Et "comment l'Etat et les collectivités locales peuvent-ils s'améliorer pour mieux répondre aux défis de nos territoires les plus en difficulté et que proposez-vous?", ajoute-t-il.
Les deux autres sujets du grand débat sont relatifs à "la transition écologique", et son financement, et à "la démocratie et la citoyenneté".
Le chef de l'Etat invite cependant les Français à "évoquer n'importe quel sujet concret dont [ils auraient] l'impression qu'il pourrait améliorer [leur] existence au quotidien".
Il précise que les propositions qui seront faites "permettront de bâtir un nouveau contrat pour la Nation, de structurer l'action du gouvernement et du Parlement, mais aussi les positions de la France au niveau européen et international".
"Je vous en rendrai compte directement dans le mois qui suivra la fin du débat", ajoute-t-il.
Le ministre chargé des collectivités territoriales, Sébastien Lecornu, et la secrétaire d'Etat auprès du ministre de la transition écologique et solidaire, Emmanuelle Wargon, vont être chargés d'animer le "grand débat national", a indiqué lundi l'agence Reuters en citant une source gouvernementale.

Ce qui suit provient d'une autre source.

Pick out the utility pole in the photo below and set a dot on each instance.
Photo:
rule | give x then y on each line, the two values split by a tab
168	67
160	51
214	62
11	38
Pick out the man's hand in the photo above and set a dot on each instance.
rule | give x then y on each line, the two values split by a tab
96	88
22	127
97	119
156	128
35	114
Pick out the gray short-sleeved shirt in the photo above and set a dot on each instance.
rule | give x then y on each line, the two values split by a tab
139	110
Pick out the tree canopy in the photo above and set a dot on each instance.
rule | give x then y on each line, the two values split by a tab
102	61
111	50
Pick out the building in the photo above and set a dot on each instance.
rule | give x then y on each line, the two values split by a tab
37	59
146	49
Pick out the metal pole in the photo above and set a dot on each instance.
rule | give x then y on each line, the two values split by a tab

Selon RTL, ce tandem pourrait être complété par "un duo de sages" garants "du bon déroulé de ce débat" composé de l'ancienne patronne de la CFDT Nicole Notat et de l'ancien dirigeant de la RATP et de la Poste Jean-Paul Bailly.

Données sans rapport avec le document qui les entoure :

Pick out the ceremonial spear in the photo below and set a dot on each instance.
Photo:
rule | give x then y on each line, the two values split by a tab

La FHF aurait aimé que l'accès aux soins soit un des thèmes du débat

Dans une lettre datée du 11 janvier et adressée à Emmanuel Macron, le président de la Fédération hospitalière de France (FHF), Frédéric Valletoux, avait réitéré sa demande que le sujet de "l'accès aux soins" figure parmi les thèmes du grand débat national (cf dépêche du 17/12/2018 à 12:44).

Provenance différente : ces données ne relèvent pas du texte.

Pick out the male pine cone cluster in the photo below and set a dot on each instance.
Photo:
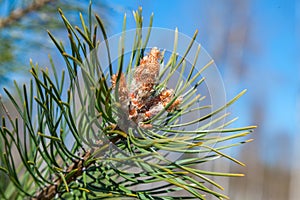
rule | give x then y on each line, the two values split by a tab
140	100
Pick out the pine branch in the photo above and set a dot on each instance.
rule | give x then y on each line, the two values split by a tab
119	119
19	13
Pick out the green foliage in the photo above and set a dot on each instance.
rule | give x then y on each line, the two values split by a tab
66	142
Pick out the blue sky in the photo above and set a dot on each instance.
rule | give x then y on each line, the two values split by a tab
267	54
269	57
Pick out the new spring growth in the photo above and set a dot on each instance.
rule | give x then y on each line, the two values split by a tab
140	100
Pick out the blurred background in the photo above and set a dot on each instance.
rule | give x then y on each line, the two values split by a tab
254	44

Dans sa lettre dont APMnews a eu copie, le président de la FHF indique que ce sujet est "primordial pour beaucoup de Français", d'autant que "de plus en plus de Français renoncent encore à se faire soigner, soit pour des raisons économiques, soit parce qu'ils vivent dans des 'déserts médicaux'".
Il remarque aussi que la préparation de "Ma santé 2022" et du futur plan grand âge autonomie ont donné lieu à des consultations mais qui ont été "réservées à l'entre-soi des professionnels, des spécialistes et des experts". "Or ces enjeux de société intéressent l'ensemble des Français", souligne-t-il.